Belarus’ Ministry of Economy recently released a report revealing that 91% of meat producers in the country believe current prices do not allow businesses to achieve even minimal levels of profitability.
“Analysis of producer opinions about the required level of increase in purchasing prices shows that, in the two main types of agricultural activity – the production of milk and meat, only 8-9% of producers consider the current level of prices as appropriate to achieve the desired level of return on sales, while 80% of executives believe the current situation requires a significant increase in sales price – from 10% upwards," said specialists from the Ministry’s Economic Research Institute.
Meat purchase prices in Belarus are set by the government based on the state order. Producers are allowed sell meat at a higher price, but it is unlikely anyone will buy meat at a higher price than in the state shops.
“Meat prices in Belarus are 25-30% behind prices in Russia. So 1kg of poultry meat in our country in recent months cost an average of US$2. As a result, we have absolutely no profit and, depending on the cost of feed, are forced to break even or work with losses. Business in the country will begin to develop only if the price rises by 30-50% compared to the current rate,” said local livestock producer Yuri Shishkevich.

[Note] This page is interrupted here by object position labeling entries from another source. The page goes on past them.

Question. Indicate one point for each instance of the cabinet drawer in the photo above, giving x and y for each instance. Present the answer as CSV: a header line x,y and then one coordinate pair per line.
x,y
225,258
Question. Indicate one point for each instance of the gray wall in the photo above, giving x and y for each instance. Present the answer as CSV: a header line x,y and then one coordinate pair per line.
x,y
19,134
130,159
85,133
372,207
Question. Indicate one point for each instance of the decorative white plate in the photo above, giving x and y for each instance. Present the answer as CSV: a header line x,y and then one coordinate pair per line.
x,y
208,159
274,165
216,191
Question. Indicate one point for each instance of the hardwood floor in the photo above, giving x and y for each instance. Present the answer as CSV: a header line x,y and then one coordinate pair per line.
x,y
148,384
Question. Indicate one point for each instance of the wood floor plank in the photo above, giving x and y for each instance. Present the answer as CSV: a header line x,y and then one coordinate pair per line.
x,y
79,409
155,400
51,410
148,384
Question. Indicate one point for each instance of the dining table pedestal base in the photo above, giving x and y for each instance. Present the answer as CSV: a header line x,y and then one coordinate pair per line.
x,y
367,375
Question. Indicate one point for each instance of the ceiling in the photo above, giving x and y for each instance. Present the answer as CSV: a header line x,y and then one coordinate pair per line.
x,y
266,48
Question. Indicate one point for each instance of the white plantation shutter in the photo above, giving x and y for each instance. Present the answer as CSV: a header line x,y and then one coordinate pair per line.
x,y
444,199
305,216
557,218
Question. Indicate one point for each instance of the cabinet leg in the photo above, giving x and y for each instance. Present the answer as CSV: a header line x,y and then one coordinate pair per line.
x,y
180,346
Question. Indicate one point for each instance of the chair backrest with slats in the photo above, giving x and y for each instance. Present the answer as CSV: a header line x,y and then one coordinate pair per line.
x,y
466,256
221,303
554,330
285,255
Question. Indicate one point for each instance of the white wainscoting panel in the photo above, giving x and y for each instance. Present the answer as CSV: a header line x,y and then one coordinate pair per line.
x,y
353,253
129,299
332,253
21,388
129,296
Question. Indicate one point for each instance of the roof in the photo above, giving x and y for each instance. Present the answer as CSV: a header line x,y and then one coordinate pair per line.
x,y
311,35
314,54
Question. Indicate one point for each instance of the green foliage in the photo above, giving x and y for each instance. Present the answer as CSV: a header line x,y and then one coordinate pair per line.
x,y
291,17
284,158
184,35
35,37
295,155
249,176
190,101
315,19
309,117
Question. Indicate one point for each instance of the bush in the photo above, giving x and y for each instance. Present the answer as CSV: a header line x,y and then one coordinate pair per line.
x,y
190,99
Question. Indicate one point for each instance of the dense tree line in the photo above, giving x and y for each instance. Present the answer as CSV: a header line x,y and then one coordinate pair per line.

However, analysts were skeptical about whether an increase in meat prices was likely.
“An increase in purchase price could be very dangerous, because meat is a very important social product and even the smallest price increase would make it unaffordable for a significant portion of the population,” said agricultural analyst Eugene Gerden.
“Belarus currently faces difficult economic situation – the average salary is US$455 per month and, last year, it fell by 8%, so the government is seeking at all costs to avoid a rise in prices for socially important products.”